The killing of the wives and children also has an enhanced deterrent effect. What good does it do to punish someone for crime in the first place? From a utilitarian standpoint, the benefit of punishing crime isn't the pain and loss of the offender as a positive good in itself; it is the deterrent effect. Killing the whole family enhances the deterrent, and thus has the same kind of justification as killing the offender himself, or even flogging him. From a utilitarian standpoint, IMO, it is indefensibly arbitrary to just punish the offender, when punishing people he cares about has a larger deterrent effect -- and when no immediate, intrinsic good comes from punishing anybody in the first place. (But I'm not a utilitarian).

Case 2 is unique in this list. This is the only case where the killing is not a state action. But in warfare, whether between clans or nations, your duty to kill enemy combatants, and perhaps even noncombatants, is not justified by the fact that you are punishing them for some offense they committed. On the contrary, they may be right good fellows through and through. Killing in warfare (or clan warfare) is not punishment at all; it falls under a different heading.

In Case 3, for example in the Glencoe massacre, I presume the real justification was to cement the power of William of Orange, which might otherwise have been on shaky ground. This action was widely condemned, but not universally condemned, and William felt he could get away with it so it must have been plausibly justified in his culture. When I see something like this, I don't ask, "Wow, how could they be so crazy?". I ask, "Wow, what makes that moral convention adaptive for national survival?" What I take away from events like this is how important it was to the survival of feudal nations for the King to have strong moral authority. Without that, national defense would be a tragedy of the commons.

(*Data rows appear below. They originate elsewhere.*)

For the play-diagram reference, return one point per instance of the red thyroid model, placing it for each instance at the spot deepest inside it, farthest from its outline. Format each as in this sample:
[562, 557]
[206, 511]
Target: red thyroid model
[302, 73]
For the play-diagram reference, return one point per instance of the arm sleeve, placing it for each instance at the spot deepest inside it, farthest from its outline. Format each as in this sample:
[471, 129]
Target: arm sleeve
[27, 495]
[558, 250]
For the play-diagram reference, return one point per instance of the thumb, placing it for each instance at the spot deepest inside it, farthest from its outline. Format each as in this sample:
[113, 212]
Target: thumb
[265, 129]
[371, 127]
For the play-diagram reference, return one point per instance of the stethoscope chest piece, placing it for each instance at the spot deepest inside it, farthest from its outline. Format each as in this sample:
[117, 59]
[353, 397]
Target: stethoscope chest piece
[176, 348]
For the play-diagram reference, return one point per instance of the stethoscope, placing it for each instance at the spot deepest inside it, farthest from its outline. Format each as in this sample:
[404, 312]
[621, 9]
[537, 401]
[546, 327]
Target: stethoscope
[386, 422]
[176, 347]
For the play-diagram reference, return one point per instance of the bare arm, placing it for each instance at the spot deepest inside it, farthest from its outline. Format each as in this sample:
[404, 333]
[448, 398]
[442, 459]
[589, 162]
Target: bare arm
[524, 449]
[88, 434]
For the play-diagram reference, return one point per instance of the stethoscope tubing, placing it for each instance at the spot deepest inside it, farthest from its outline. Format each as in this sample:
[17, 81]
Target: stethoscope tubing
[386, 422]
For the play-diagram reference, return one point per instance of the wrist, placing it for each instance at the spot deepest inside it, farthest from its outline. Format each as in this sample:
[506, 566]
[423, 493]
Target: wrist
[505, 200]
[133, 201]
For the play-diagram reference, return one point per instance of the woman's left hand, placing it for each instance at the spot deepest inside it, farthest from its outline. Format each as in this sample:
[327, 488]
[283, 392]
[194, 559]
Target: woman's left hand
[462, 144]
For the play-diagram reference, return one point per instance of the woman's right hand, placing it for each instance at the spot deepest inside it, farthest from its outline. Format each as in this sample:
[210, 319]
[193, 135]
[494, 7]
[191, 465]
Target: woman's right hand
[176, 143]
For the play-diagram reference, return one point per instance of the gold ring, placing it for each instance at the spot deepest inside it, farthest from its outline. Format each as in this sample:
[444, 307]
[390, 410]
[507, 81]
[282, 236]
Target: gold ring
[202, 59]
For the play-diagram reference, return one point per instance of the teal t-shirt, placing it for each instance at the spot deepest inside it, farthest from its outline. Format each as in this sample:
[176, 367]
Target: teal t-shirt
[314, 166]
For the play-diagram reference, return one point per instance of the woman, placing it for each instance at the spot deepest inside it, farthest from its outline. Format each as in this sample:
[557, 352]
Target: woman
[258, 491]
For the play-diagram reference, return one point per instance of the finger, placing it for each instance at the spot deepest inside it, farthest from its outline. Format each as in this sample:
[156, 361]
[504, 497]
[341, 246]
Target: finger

Case 4 is, in my opinion, the one that is truly based on a notion collective punishment. How could people be so crazy? What is adaptive about that? What is adaptive about that is that, if you manage to convince enough people that the targeted class (the bourgeoise, white people, Jews, whatever) is the root of all evil, then, like Lenin, Hitler, and Mao, you and your constituents can self-righteously steal the property of large numbers of people who have done nothing wrong. The push for reparations is nothing but a pretext for banditry -- the same as in Marxism and Nazi antisemitism.

The killing of the wives and children also has an enhanced deterrent effect. What good does it do to punish someone for crime in the first place? From a utilitarian standpoint, the benefit of punishing crime isn't the pain and loss of the offender as a positive good in itself; it is the deterrent effect. Killing the whole family enhances the deterrent, and thus has the same kind of justification as killing the offender himself, or even flogging him.

This seems wrong in context. SOP in societies where the law of slavery made it a possibility (which OT Israel very much was) was to enslave the women and children of the vanquished tribe. Killing them is salting the earth of Carthage or melting down Ned Stark's Valyrian steel greatsword - it is needless destruction of newly-acquired war booty to make a point (probably mostly to your own side) about how destructive your vengeance can be.

Case 3 I’m pretty sure is most common in Chinese dynasties.

Agreed - massacring relatives who might pose a threat is very widespread, but Chinese law was unusual in legitimating clan extermination for cases of real or imagined high treason. I seem to recall this was the fate of the sequence of imperial in-laws that dominated most of the Eastern Han (which makes you wonder why families kept putting that much energy into attaining that position).